A week may be a long time in the politics of some countries, but six or seven years is no time at all in Lebanon. In February 2005, former prime minister Rafiq Hariri was killed in an explosion on Beirut’s corniche, but the incident is still a raw issue that continues to cause problems for the country’s politicians.
Unfortunately, it is the whole of Lebanon that is suffering as a result, with domestic political instability combining with regional turmoil to undermine the economy.
In January, the coalition led by Saad Hariri collapsed over its dealings with the Special Tribunal for Lebanon (STL), the UN body investigating the murder. Now the government of Najib Mikati is also under pressure.
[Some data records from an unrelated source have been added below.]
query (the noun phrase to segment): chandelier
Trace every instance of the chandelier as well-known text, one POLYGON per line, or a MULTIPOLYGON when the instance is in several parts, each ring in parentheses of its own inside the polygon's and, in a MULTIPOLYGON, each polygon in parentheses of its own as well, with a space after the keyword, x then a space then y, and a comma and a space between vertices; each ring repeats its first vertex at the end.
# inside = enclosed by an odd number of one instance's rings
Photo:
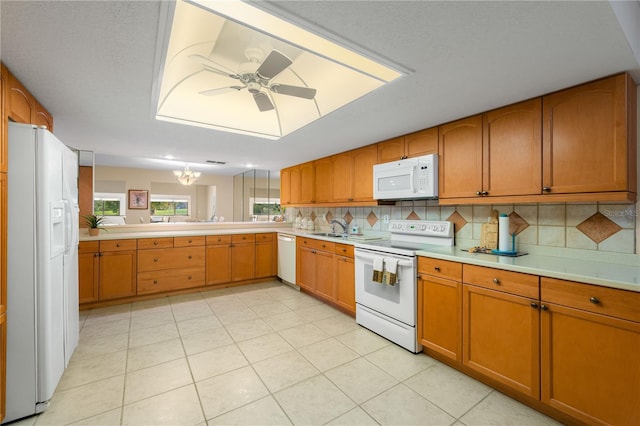
POLYGON ((175 170, 173 174, 178 177, 178 181, 183 185, 191 185, 200 177, 200 172, 189 170, 189 164, 184 166, 184 170, 175 170))

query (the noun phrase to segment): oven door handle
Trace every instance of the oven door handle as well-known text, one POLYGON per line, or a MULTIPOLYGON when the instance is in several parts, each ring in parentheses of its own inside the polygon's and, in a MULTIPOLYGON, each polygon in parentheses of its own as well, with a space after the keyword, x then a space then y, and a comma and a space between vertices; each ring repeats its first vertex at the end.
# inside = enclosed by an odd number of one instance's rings
POLYGON ((398 259, 398 266, 409 266, 409 267, 413 266, 413 260, 401 260, 397 256, 392 256, 389 254, 385 255, 384 253, 369 255, 368 253, 357 252, 355 254, 355 257, 356 259, 360 259, 371 264, 373 263, 373 259, 376 257, 389 257, 389 258, 398 259))

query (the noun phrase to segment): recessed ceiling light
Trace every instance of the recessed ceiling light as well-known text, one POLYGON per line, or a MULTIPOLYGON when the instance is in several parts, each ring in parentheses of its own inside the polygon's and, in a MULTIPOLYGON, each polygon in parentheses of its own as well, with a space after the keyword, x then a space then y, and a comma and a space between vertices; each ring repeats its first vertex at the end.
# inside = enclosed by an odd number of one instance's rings
POLYGON ((173 155, 171 155, 171 154, 167 154, 167 155, 165 155, 163 158, 164 158, 165 160, 175 160, 175 159, 176 159, 176 157, 174 157, 174 156, 173 156, 173 155))
POLYGON ((407 73, 242 1, 162 7, 158 120, 278 139, 407 73))

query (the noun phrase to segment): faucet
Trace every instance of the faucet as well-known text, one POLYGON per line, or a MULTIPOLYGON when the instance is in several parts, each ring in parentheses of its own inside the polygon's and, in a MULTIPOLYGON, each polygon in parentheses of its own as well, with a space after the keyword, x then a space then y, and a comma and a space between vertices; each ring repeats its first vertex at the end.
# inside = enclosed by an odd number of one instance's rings
MULTIPOLYGON (((342 234, 343 235, 347 234, 347 222, 346 221, 332 219, 330 224, 333 225, 334 223, 337 224, 337 225, 340 225, 340 227, 342 228, 342 234)), ((333 228, 333 226, 332 226, 332 228, 333 228)), ((334 229, 334 232, 335 232, 335 228, 333 228, 333 229, 334 229)))

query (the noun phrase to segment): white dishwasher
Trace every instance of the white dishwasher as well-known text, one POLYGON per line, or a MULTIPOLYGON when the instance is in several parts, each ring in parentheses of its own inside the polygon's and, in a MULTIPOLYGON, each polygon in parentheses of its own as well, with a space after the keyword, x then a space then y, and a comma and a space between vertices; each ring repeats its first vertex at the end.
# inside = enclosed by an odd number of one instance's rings
POLYGON ((278 233, 278 277, 296 286, 296 236, 278 233))

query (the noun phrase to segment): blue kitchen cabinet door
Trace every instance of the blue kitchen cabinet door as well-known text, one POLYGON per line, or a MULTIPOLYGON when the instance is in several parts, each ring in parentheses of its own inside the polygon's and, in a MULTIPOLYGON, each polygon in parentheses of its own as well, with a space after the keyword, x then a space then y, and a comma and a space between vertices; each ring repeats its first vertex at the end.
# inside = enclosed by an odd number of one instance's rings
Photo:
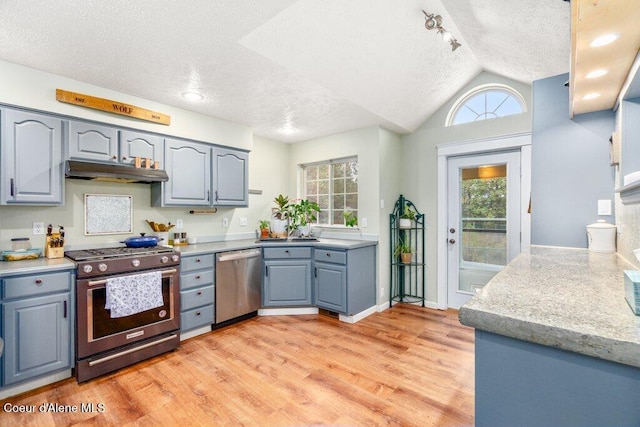
POLYGON ((248 206, 249 153, 213 148, 213 205, 248 206))
POLYGON ((263 272, 265 307, 312 304, 311 260, 266 260, 263 272))
MULTIPOLYGON (((164 165, 164 138, 143 132, 120 131, 120 163, 133 164, 136 157, 151 159, 159 162, 159 168, 164 165)), ((146 164, 143 164, 146 167, 146 164)))
POLYGON ((91 162, 118 162, 118 130, 71 120, 67 128, 67 158, 91 162))
POLYGON ((316 262, 316 306, 338 313, 347 311, 347 267, 316 262))
POLYGON ((164 144, 169 181, 151 187, 154 206, 211 206, 211 146, 175 139, 164 144))
POLYGON ((62 120, 2 110, 0 204, 62 205, 62 120))
POLYGON ((71 323, 68 293, 4 303, 3 385, 70 368, 71 323))

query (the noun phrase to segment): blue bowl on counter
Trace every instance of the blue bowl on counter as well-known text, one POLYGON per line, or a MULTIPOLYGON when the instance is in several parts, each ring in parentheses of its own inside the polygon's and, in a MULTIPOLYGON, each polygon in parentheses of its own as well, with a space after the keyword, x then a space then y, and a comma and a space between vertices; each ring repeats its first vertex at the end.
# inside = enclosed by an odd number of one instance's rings
POLYGON ((640 316, 640 271, 624 271, 624 297, 636 316, 640 316))

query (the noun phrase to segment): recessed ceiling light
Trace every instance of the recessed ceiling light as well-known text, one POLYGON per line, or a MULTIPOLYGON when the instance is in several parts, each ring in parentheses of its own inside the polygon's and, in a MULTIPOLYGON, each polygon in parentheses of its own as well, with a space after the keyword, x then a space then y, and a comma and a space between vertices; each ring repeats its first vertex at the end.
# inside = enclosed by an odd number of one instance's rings
POLYGON ((605 74, 607 74, 609 71, 608 70, 593 70, 592 72, 590 72, 589 74, 587 74, 585 77, 588 79, 595 79, 597 77, 602 77, 605 74))
POLYGON ((582 97, 583 100, 588 101, 590 99, 596 99, 597 97, 599 97, 600 94, 597 92, 593 92, 593 93, 588 93, 585 96, 582 97))
POLYGON ((189 101, 202 101, 204 96, 200 95, 197 92, 184 92, 182 94, 184 99, 188 99, 189 101))
POLYGON ((614 41, 616 41, 618 37, 620 37, 619 33, 605 34, 604 36, 600 36, 597 39, 593 40, 591 42, 591 47, 600 47, 600 46, 608 45, 609 43, 613 43, 614 41))
POLYGON ((283 133, 285 135, 293 135, 294 133, 298 132, 298 129, 291 126, 290 123, 285 123, 284 126, 278 129, 278 132, 283 133))

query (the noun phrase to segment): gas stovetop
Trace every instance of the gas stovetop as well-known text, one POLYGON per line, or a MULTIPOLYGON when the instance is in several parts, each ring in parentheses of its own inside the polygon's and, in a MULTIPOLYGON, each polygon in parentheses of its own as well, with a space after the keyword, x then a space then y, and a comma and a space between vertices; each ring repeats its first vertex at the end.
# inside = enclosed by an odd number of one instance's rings
POLYGON ((64 255, 76 262, 78 279, 180 266, 180 253, 167 246, 83 249, 64 255))
POLYGON ((119 246, 115 248, 66 251, 64 256, 71 258, 74 261, 94 261, 99 259, 132 257, 139 255, 156 255, 168 252, 173 252, 173 248, 166 246, 152 246, 148 248, 128 248, 125 246, 119 246))

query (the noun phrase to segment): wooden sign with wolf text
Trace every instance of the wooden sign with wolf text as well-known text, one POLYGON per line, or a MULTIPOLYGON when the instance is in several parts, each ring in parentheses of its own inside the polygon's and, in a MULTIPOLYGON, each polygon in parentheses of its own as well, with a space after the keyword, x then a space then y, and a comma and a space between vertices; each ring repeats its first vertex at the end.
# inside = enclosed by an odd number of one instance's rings
POLYGON ((148 122, 160 123, 162 125, 169 125, 171 123, 171 117, 163 113, 112 101, 110 99, 69 92, 67 90, 56 89, 56 100, 66 102, 67 104, 81 105, 83 107, 93 108, 94 110, 107 111, 113 114, 146 120, 148 122))

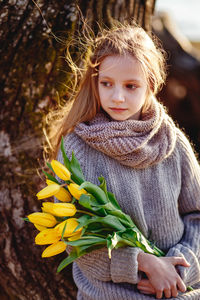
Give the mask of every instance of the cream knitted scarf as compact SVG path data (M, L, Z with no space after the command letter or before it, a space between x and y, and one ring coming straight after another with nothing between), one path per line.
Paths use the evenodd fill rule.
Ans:
M78 124L75 133L122 165L140 169L167 158L176 142L174 122L154 98L141 120L115 121L100 112L89 123Z

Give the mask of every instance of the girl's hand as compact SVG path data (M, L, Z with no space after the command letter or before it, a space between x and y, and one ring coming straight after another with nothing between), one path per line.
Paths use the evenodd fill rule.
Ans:
M176 265L190 266L182 257L156 257L143 252L138 255L138 269L147 275L157 299L161 299L163 293L165 298L171 298L177 297L178 291L186 291Z
M141 279L137 284L137 288L142 294L155 295L156 293L149 279Z

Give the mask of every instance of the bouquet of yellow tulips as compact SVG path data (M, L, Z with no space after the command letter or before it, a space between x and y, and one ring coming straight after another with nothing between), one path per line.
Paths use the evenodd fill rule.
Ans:
M61 202L43 202L41 212L25 218L39 230L35 243L50 245L42 257L57 255L67 245L72 246L58 266L59 272L80 256L101 247L108 248L110 258L112 249L123 246L140 247L147 253L164 256L121 210L114 194L107 191L103 177L99 177L99 185L85 180L74 153L71 161L67 157L63 139L61 151L64 165L56 160L47 163L54 175L43 171L47 186L37 193L38 199L55 196Z

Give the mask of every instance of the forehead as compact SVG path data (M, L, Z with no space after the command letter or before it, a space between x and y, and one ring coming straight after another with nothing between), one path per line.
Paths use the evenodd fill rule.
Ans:
M140 62L131 55L111 55L104 58L99 66L99 77L123 77L145 79Z

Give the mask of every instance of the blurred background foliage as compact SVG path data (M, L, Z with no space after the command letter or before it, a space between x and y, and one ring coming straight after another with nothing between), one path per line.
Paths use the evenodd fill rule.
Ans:
M77 5L79 10L77 9ZM154 0L0 1L0 298L75 299L71 267L56 274L65 257L41 259L36 231L21 217L38 210L36 192L44 186L43 126L51 109L69 98L71 76L65 61L69 38L81 34L80 12L88 25L111 27L135 20L152 29L168 53L169 76L159 99L200 145L199 52L179 34ZM78 55L78 52L74 53Z

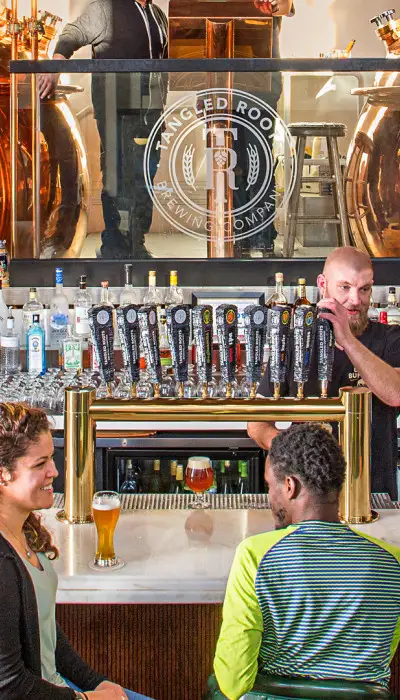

He managed to keep his cabinet from disintegrating in November when he paid Lebanon’s share of the STL’s costs, but further problems lie in store.
In March 2012, the current mandate of the STL will end and Beirut will be under enormous pressure to agree to the tribunal continuing its work. It will not be straightforward getting Hezbollah, which is in the cabinet, to agree, but the cost of not signing up could well be sanctions by the US and the EU.
The chances of a compromise would increase if the Syrian regime collapsed, which would remove key support for Hezbollah. In the absence of that, it is not clear what course Mikati can take, but he will need to show some deft political footwork.
The real tragedy for Lebanon is that the energy and time its political leaders expend on dealing with the STL means less time dealing with the far more important issues of the stuttering domestic economy and the slowly unfolding tragedy next door in Syria.